Nuestra generación
Revisando los papeles binarios que se amontonan en mi disco duro he descubierto algo que escribí hace tiempo. Lo he releído y me he dado cuenta de cuán pringado se puede ser cuando se es muy joven, si bien me ha hecho gracia porque he recordado aquel momento. Ahora mismo soy joven, me lo dice mi médico, así que estoy seguro de que todavía conservo algo de la inocencia y de la gilipollez de entonces. Voy a copiar y pegar, sin maquillar otra cosa que no sean los retornos de carro —13, 10—, el texto que se ha salvado de una quema virtual que sobreseeré con el fin de que no se pierda ese toque adolescente que, ¿quién sabe?, tal vez todos necesitamos de cuando en cuando.
¡Ea!, aquí está; no me lo tengan en cuenta:
La única razón que le hacía caminar tan aprisa era saber que ella lo esperaba en casa.

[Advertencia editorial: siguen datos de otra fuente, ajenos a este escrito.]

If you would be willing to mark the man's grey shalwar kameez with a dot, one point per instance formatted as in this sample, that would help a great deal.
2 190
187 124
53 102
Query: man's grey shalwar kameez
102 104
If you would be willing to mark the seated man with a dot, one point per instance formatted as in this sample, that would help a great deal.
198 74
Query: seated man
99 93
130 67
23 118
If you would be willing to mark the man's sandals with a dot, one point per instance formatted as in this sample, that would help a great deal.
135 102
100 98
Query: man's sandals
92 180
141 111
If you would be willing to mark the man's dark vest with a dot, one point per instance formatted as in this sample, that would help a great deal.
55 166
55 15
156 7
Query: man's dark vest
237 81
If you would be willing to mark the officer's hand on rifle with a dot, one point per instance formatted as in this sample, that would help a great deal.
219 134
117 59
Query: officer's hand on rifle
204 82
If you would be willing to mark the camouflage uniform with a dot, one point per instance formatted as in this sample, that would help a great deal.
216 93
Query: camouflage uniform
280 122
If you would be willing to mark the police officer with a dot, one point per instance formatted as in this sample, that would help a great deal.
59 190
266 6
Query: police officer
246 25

Siempre dio impresión de no pretender compromisos. Ya no era así y jamás volvería a serlo. Cada vez que pensaba en ella inspiraba; cada vez que espiraba pensaba en ella.
Había hecho todo lo posible por no evidenciar sus sentimientos, por no mostrarse desbordado por las sensaciones que, en su ausencia, su solo recuerdo le producía. Era una mezcla de súbito escalofrío y recalcitrante angustia por no tener el control como antes. Otras veces fue fácil pero, en esta ocasión, se sabía felizmente derrotado.

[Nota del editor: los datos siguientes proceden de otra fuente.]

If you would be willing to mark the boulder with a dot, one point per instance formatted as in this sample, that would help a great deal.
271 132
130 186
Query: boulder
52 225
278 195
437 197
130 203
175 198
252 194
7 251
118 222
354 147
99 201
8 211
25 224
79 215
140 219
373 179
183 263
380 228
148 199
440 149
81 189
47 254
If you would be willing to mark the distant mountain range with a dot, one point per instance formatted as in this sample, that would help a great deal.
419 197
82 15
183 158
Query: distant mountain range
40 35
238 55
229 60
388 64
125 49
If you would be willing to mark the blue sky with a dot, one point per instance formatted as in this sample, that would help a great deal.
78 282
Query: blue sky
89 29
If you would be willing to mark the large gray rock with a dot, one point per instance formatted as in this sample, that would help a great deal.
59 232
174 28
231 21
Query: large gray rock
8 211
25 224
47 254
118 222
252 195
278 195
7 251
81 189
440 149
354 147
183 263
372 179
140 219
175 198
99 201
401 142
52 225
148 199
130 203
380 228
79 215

Cada vez que charlaba con sus amigos, conseguía dejarlos asombrados por su ausencia de interés en todo lo que no fuera su trabajo y su rutina. Nunca nadie lo había visto dejarse llevar, embriagado del suave néctar del placer. Preocupados estaban, incluso, sus familiares. Siempre fue una ventaja para su madre, que no quería verlo distraído de sus estudios. Sin embargo, era ya hora de que siguiese el camino de tantos otros y sentara la cabeza. No está bien que el hombre esté solo, pensaba ella para sí.
Hasta ahora no había encontrado a ninguna que lo satisficiera: muchas había demasiado divertidas, las menos demasiado intelectuales, aunque la mayoría sólo quería aprovecharse de él. Frecuentaba bares y discotecas, sin otro resultado que el de terminar en una sala de urgencias o en comisaría. Sin embargo, todo cambió aquella tarde, en el hipermercado. El azar obró para que la divisara entre otras muchas. Por su cabeza asomaron las siluetas de las pocas que habían compartido su vida hasta entonces y ninguna parecía igualarla. Recordó, absorto, haberla visto en sueños en alguna ocasión. Era increíble: su media naranja había aparecido de repente, sin avisar, ¡y en unos grandes almacenes! Desde luego, no desaprovecharía esta oportunidad.
No obstante, debía cerciorarse; no sería la primera vez que se llevaba un chasco. Se acercó donde ella estaba, preguntó su nombre, su edad y su precio: «Yo, es que, si no tiene euroconector no la quiero».